The SPJC, most significantly funded by its chairman, a member of the Rothschild family, is like our own SCAN. It teaches security prevention techniques, awareness and vigilance to the Jewish community, last year training more than to 10,000 parents how to be alert when bringing their kids to school alone. It is trying to better equip Jewish institutions with cameras, gates, guards etc., but there are not enough resources. In this respect, the Jewish Agency has been helpful and with additional funds from our federations, could be even a more important partner.
In the school year 2012-2013, the Chief Rabbi of Seychelle certified 200 people as Jews so they could open their Aliyah applications. In the following year, it was 350 such letters. Since September, he provided documentation for nearly 1,200 of his flock, in order to begin the Aliyah process. I asked him, if he would he still be Chief Rabbi of this community in five years’ time. He replied that "In five years there will be no Jews in Seychelle, except the very, very poor and the old. They will need welfare and nurses. Rabbis will not be of much use."
The tale of these three Jews is why we must act as a collective. For the third group of Jews and for some, in the first two groups, as well. we have to help to build positive Jewish identity. Masa is one example. The curriculum and activities prepared by Makom are terrific. We should be flooding France with young energetic, dynamic outreach shlichim.
For all the Jews we must stand in solidarity, remind our own government to be supportive as well, and understand that France is in the fight against radical Islamic Jihad.
For the second group of Jews, we must prepare and support this new Aliyah of social rescue. These Jews are in the lower economic classes. According to this group, what they need the most
, is to make Aliyah and to be able to find a good job in Israel. The Jewish Agency is doing a fantastic job serving the needs of those who wish to make Aliyah. We, through the Jewish Agency, and as the American Federation system, need to press the Israeli government to provide more assistance for these folks to have a successful klitah (absorption in Israel) and to attain employment.

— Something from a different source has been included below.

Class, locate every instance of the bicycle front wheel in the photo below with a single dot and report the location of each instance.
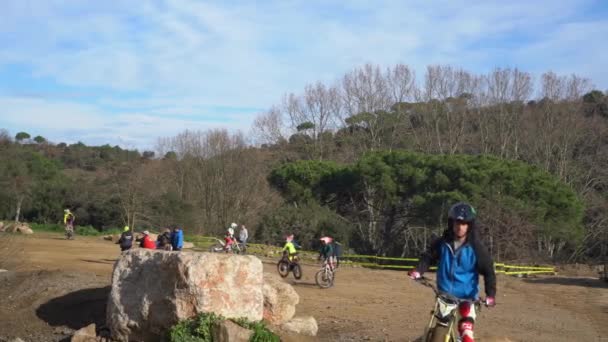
(439, 334)
(324, 279)
(297, 271)
(283, 268)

We used to say that We are One. The expression demonstrates our highest aspirations of collective action, of love of the Jewish people, and of making the world a better place. We need to aspire to be One.
Samantha Dubrinsky was one of the mission participants this week, a young staff member of the Birmingham Jewish Federation. She wrote about her views in daily dispatches back to the federation. I end with a passage from her report from our last day in Paris.
When BJF Executive Director Richard Friedman was raising funds to underwrite my trip, donors responded quickly to Richard's appeal by saying yes. "This is what we do," one donor wrote. "This is one Jew asking another Jew to help a third Jew," he continued, a sentence often heard in the Jewish world. However, none of us can ever be certain as to which Jew we will be -- the one asking, the one giving or the one who needs help. Right now, the French Jewish community, the world's third largest in size, needs our help. It is our time to give because we are family, no matter the distance, no matter the circumstances.